Коряга соврал. Дело было совсем не так. Когда Коряга предложил Хрящу семь копеек за то, чтобы тот бахнул Швабру камнем, Хрящ подумал-подумал, заложил руки в карманы и сказал:
— Ох, и дрянь ты! Нанимаешь. А сам не можешь? Гимназия ты… Герб носишь…
А на другой день, когда Швабра пришел к Амосовым и стал звонить у парадного, Хрящ, закрыв лицо шапкой, быстро подкрался к нему и метким снежком запустил в спину. Гикнул и убежал.
Варя, снимая со Швабры шинель, спросила:
— Что это вы в снегу? Упали?
— Гм… — ответил Швабра. — Это… Это с крыши-с…
— Так когда же умер Петр Великий? — не унимался Швабра. — Кто скажет?
Молчание. Лишь Амосов поднял руку.
— Ну, скажи, скажи, Коля. Ты у меня молодчинище.
— В тысяча восемьсот двенадцатом году.
— Врет! — радостно взвизгнул Самохин. — Врет! Я хоть и сам не знаю в каком году, а только не в этом. Спросите Токарева, он знает.
Желая поддержать Самохина, Володька поднял руку и сказал:
— Петр Великий умер в тысяча семьсот двадцать пятом году.
— Тебя не спрашивают, — холодно обрезал его Швабра. Ему было неприятно, что Володька перещеголял его любимчика Колю. Однако история не была предметом его преподавания. Желая восстановить репутацию, Швабра перешел на греческий язык.
— Амосов, пожалуйте к доске.
— А отметки? — жалобно вздохнули в классе.
— Сам знаю!
И начал сыпать вопросы Амосову. Вопросы все были легкие, из давно пройденного. Амосов оттарабанивал без запиночки. Швабра радовался, потирал руки:
— Так, так, так… Ах ты, Коля, Коля, Коля!
В азарте Швабра не рассчитал. Приказал Амосову:
— А ну-ка, переведи-ка вот это. А ну-ка.
Амосов вздрогнул. Попалось ему как раз то, чего он не знал.
Швабра подбадривал:
— Да ну же, смелей!
Коля опять запнулся.
Швабра тихонько подсказал. Коля перевел одну фразу, на другой снова застрял.
Самоха передал через соседей Володьке, чтобы тот поднял руку и ответил. Видя, что Володька и не собирается этого делать, послал ему грозную записку:
«Отвечай, сатана, а то дружить не буду. Отвечай, не давай спуску Амоське».
Володька нехотя поднял руку.
— Я переведу, Афиноген Егорович, — сказал он и, не ожидая ответа, быстро перевел то, чего не мог перевести Амосов.
— Довольно! — разозлился Швабра. — Сядьте все по местам! Приступим к раздаче отметок.
В классе насторожились.
— Первым учеником по постановлению педагогического совета признан…
Швабра умышленно сделал паузу. Хотел, чтобы фамилия первого ученика прозвучала эффектней.
— Конечно, Токарев Володька, Мухомор, — подсказал кто-то.

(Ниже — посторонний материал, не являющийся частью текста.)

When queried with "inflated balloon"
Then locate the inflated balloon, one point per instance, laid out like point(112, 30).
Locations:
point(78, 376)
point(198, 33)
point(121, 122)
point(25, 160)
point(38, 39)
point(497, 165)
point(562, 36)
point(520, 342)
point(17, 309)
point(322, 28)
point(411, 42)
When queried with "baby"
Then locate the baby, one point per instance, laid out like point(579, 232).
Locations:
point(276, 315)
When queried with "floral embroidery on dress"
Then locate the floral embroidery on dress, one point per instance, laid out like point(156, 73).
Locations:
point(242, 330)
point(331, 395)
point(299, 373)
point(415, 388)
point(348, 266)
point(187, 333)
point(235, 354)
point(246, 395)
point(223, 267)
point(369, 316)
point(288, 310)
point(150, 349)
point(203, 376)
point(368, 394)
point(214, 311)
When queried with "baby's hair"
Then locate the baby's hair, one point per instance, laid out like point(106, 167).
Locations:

— Это еще что за разговорчики? У кого это язычок болтается?
Швабра пристально посмотрел на Самоху:
— Ты?
Самохин отрицательно покачал головой.
— Первым учеником… — продолжал Швабра и вдруг, повысив голос, произнес торжественно: — Признан… Амосов Николай. Поведение — пять. Внимание — пять. Прилежание — пять. По-гречески — пять, по всем предметам — пять.

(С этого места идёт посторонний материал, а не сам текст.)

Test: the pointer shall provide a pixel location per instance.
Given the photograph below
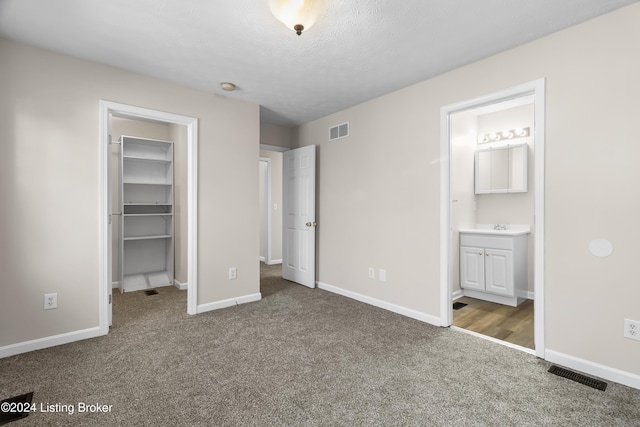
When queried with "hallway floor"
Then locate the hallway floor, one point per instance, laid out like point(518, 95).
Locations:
point(510, 324)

— Неужели и по гимнастике? — осторожно спросил Самохин.
Все знали, что Амосов самый неповоротливый в классе. На уроке гимнастики стоял он в шеренге, как мешок, набитый ватой. Каждое его движение, вялое и беспомощное, вызывало смех. Пять по гимнастике Амосову?…
— Да, да, и по гимнастике пять! — строго сказал Швабра. — Молодец, Коля! Иди сюда. Иди, молодчинище.

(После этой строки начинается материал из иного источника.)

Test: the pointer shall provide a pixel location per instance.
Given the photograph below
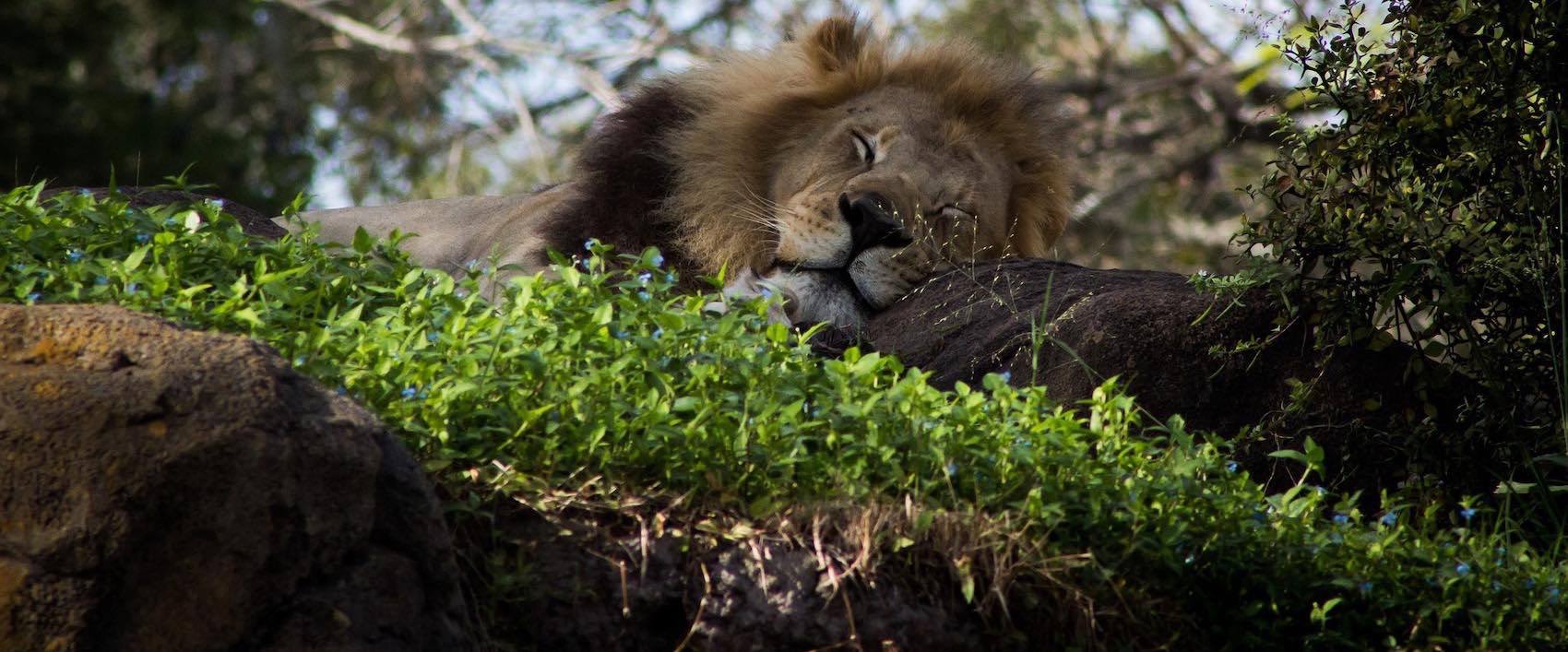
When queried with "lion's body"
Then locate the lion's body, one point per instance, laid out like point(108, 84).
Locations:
point(833, 168)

Амосов вышел вперед и почтительно стал у кафедры.
— Святоша, — с нескрываемой досадой шепнул Корягин.
— Чемпион мира… Курдюк бараний, — поддакнул Самоха.
— Молодец, молодец, Коля, — не унимался Швабра. Амосов расшаркался, взял отметки и на цыпочках пошел на место. По дороге бросил насмешливый взгляд на Володьку, точно хотел сказать ему: «Что? Съел?».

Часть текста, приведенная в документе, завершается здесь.